Namun, kau setia menggagu. Dan, itulah inti dari permainanmu.
“Jangan jual mahal,” dia berucap meremehkan. “Pakailah…”
“Karena kau akan menyentuhku!” Akhirnya, kau beraksi juga. Kau meletup begini ketika tangannya nyaris berada di bahumu. Inilah saat yang tepat, bisikmu. Kau hapal gerakannya itu dengan pasti, dan apa yang bakal terjadi setelahnya, sebab kau pernah berada pada posisinya.
Sesaat, dia tampak membeku dengan uap putih keluar dari dahinya—entah uap dingin atau amarah. Dari jarak sedekat itu, kau bisa mencium aroma khas lelakinya yang membuat jantungmu bertalu dan darahmu mendesak ke kepala. Kau pun menutup mata sambil berusaha mengusir ingatan tentang aroma tersebut.
“Apa maksudmu dengan ‘jangan menyentuhku’?!” Setelah berhasil menguasai diri, dia langsung berteriak dengan nada terhina. “Dasar perempuan sok suci!”

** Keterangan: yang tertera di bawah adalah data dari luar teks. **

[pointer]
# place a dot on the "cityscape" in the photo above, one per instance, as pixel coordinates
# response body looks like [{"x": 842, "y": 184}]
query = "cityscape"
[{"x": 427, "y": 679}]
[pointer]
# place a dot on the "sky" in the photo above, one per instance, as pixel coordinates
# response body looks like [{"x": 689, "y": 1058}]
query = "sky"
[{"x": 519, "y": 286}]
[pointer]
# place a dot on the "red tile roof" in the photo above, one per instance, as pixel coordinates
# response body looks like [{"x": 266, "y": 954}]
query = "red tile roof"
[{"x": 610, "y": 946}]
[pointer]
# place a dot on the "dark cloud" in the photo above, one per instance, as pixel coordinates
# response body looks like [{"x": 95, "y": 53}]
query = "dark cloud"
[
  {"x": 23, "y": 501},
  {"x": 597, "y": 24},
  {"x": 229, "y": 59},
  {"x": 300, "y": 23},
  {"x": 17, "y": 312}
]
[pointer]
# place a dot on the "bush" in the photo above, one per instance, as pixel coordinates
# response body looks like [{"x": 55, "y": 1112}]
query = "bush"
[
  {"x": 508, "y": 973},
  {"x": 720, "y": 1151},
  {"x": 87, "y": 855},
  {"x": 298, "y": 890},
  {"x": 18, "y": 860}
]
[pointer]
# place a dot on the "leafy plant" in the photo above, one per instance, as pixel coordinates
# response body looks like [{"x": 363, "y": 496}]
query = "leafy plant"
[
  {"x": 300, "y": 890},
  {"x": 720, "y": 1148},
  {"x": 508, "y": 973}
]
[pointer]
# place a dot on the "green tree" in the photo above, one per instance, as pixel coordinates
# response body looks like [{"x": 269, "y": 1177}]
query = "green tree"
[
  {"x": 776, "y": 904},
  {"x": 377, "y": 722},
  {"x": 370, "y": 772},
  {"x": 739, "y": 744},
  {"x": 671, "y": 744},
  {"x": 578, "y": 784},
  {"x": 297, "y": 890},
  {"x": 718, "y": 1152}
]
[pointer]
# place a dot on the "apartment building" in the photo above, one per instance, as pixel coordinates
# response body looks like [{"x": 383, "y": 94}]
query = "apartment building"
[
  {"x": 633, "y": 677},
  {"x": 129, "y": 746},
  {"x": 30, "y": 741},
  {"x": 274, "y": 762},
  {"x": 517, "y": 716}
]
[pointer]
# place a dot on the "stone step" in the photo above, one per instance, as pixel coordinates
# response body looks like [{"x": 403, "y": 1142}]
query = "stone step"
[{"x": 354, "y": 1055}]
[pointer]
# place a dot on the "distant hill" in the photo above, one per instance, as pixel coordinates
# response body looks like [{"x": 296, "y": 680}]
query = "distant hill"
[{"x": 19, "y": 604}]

Dalam pejam, kau mengigiti bibir penuh rasa sakit. Sakit yang bukan tercipta dari kata “sok suci”-nya, melainkan dari nada meremehkan yang ada di baliknya, yang bagai diucapkan seorang tuan kepada hambanya. Kau tidak terima direndahkan begitu. Sejak lahir, kau terbiasa diagung-agungkan. Tapi, ini bukan salahnya, pikirmu kemudian. Dalam keadaanmu yang sekarang, sangatlah wajar baginya merasa lebih mulia. Dia laksana cerminan dirimu dulu.
Kesunyian memadat sejenak. Kau masih setia membisu—kebisuan yang ternyata melunakkannya.